I’ve come to wonder why so many of us believe that feeling sad, fearful, depressed, melancholy or blue is a character flaw? In many cases, we learn to repress our ‘other than’ positive feelings, because they are not desirable in the society in which we live. We are told, directly or indirectly, that doing so exhibits a sign of weakness. In this country, the “pursuit of happiness” that is enshrined in our Declaration of Independence, is misinterpreted to create an inalienable “right to happiness,” which is unsustainable.

In general, many of us, are uncomfortable and at a loss for words in the company of those who acknowledge their unhappiness. Generally, when we ask, “How are you doing?,” we are merely being polite and not expecting to hear an honest assessment of one’s state of mind. At the earliest opportunity, we run away as if in the presence of a contagious disease that is sure to overtake us. As a result, out of shame or a perceived weakness, people feel as though they must hide their unhappiness.

Even more worrisome is the fact that often, those feeling sad, depressed or out of sorts, do everything that they can to run away from the negative feelings. I mean, who wants to acknowledge and subject themselves to thoughts and feelings that they’d rather deny. Doing so, is not an easy thing to do, and it takes courage and strength to embrace those feelings and accept them as a part of who we are.

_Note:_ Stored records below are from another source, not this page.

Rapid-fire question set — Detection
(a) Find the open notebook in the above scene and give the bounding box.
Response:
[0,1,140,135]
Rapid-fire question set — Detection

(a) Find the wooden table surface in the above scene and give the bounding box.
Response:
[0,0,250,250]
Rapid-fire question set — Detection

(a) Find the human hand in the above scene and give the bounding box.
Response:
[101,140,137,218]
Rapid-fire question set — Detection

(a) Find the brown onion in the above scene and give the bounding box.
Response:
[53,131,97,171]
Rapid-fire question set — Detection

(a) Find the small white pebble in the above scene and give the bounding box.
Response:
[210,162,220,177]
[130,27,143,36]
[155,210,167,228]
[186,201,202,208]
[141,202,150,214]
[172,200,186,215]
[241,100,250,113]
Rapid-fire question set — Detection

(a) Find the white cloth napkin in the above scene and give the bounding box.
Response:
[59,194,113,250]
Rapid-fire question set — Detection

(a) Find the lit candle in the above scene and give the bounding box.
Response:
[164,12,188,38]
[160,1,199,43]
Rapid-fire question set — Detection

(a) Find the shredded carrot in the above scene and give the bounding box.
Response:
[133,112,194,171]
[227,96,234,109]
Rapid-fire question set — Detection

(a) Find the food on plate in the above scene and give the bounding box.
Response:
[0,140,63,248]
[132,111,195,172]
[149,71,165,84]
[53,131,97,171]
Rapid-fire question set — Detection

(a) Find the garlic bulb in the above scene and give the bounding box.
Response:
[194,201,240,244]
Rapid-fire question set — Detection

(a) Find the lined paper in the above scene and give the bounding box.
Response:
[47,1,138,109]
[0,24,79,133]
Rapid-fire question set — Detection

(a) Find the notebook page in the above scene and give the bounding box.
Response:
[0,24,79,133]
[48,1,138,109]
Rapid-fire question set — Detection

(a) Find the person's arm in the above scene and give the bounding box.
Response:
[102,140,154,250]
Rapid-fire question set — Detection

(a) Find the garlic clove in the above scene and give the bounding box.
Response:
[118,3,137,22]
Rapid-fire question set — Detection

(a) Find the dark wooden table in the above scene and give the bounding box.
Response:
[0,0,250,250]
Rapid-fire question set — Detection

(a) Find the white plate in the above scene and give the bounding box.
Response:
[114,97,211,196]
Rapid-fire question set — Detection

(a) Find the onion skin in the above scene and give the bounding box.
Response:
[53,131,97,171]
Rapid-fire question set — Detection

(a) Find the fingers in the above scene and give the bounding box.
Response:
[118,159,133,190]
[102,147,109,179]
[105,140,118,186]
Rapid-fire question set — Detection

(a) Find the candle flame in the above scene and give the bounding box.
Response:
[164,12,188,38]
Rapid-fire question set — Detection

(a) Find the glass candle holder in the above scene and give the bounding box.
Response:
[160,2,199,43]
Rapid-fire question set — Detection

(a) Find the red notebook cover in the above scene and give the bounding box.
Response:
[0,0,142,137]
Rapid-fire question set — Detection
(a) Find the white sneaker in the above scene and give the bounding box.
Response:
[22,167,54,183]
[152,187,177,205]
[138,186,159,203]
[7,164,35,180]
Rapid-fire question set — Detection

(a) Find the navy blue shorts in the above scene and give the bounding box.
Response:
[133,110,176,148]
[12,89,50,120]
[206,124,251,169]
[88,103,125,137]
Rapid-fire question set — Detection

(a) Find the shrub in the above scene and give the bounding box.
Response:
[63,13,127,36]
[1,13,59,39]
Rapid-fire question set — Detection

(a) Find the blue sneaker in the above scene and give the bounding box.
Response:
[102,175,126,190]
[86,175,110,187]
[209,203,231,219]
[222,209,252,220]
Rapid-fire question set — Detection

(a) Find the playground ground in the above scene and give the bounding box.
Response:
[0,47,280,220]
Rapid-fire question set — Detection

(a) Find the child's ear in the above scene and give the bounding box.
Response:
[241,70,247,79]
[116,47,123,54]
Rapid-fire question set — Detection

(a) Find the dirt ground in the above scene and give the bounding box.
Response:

Who among us can honestly claim that they escape the roller coaster that we call life? It is a scientific fact that what goes up, must come down, and emotional highs and lows are no exception. The problem is that it is so easy to dwell in the highs, but we fear the descents into the lows. Whereas, we wish to prolong the highs, we’d rather give short shrift to the lows and hurry them along. Yet, by running from the sadness, fear, anger and more, we simply make sure that they last longer, and often deepen, the effects. The saying ‘fake it ’til you make it’ is fine for the average blue period. Nevertheless, it takes courage to admit that sometimes our only solace is to acknowledge the feelings, and accept and embrace them as a way to understand the lessons or revelations they offer us.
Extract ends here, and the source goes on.